Tecnocracia y corrupción, por Carlos Meléndez
Tecnocracia y corrupción, por Carlos Meléndez
Carlos Meléndez

Para entender casos de corrupción como el de Carlos Moreno, debemos comprender el tipo de tecnocracia que gobierna al Perú. Dicha tecnocracia se articula en torno a convicciones ideológicas fundadas en las reformas de ajuste y carece de proyecto político –lo que le permite fluir sin reparo de una administración a otra–. Estas características sostienen un sentido común predominantemente individualista y antiestatal, que legitima un sistema de reclutamiento de funcionarios públicos sujeto a relaciones informales. 

Sin partido ni confianza en la carrera burocrática, los vínculos personales se imponen como criterio de selección de técnicos de alto nivel. En una sociedad clasista como la limeña –el pepekausismo es su summum político– priman las relaciones personales en el alistamiento.
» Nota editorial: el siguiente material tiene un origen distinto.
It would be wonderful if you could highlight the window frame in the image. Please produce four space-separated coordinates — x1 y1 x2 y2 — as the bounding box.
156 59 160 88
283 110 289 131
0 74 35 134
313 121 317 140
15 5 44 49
Si es desconocido, es malo; si es sobrino de fulanito, es bueno. La lógica del ‘head hunter’ es: primero encuentro a la persona y luego lo acomodo al cargo público. Así, “mi amigo del squash” llegó a ministro, “mi causa del surf” a asesor ministerial y “mi médico gastroenterólogo” a ‘consiglieri’ de Palacio. No se engañe, nuestra élite tecnocrática es premoderna y antiinstitucionalista: teme a las relaciones impersonales, adora su comarca sanisidrina. 

Fíjese usted cuántos cargos públicos se han concursado con los términos de referencia a la talla del “recomendado”; cuántos funcionarios novatos con carreras públicas meteóricas, generosamente remunerados. Tampoco se trata de confianza meritocrática, pues más importante que la experiencia es la familiaridad, la seguridad originada en el círculo social de pertenencia. El problema de fondo de esta lógica patrimonialista –la legitimación de vínculos personales como criterio de nombramiento de decisores– favorece el lobby y la corrupción. 

El modelo “gobierno tecnocrático sin proyecto político” condiciona “faenones” y “negociazos”. No estamos ante camarillas mafiosas –esquema corruptor durante el fujimorismo–, sino ante círculos informales que abrazan las esferas de poder, aprovechando las “relaciones de confianza”. La “traición” a dicha confianza suele tamizarse con “agradecimientos a los servicios prestados” mientras ocurra tras bambalinas; solo cuando alcanza el escándalo se sanciona con intención ejemplarizante. Es que dentro de esta visión de la gestión pública, “un poco de corrupción no importa” (sic). 

El tecnócrata al volante carece de incentivos para frenar este tipo de corrupción. Alejado de la aspiración colectiva y huérfano de causa política, solo procura que las faltas y delitos de la administración a la que pertenece no manchen su CV. Frecuentemente proveniente del sector privado, no se percibe como funcionario público ni se proyecta como tal. No tiene pretensiones de pasar a la historia sino de escalar a una multilateral. (Vaya, siquiera es simpatizante de Peruanos por el Kambio). Ignora que el Estado es –sobre todo– un instrumento de dominación –no solo esa burocracia que detesta– con poderes informales enquistados que le desbordan.

En este sentido, establecer filtros fiscalizadores es hacerle cosquillas al monstruo. La imagen de desorden, improvisación y lentitud del gobierno se ajusta a un estilo de dirección y reclutamiento de funcionarios que perpetúa la corrupción que prometió erradicar.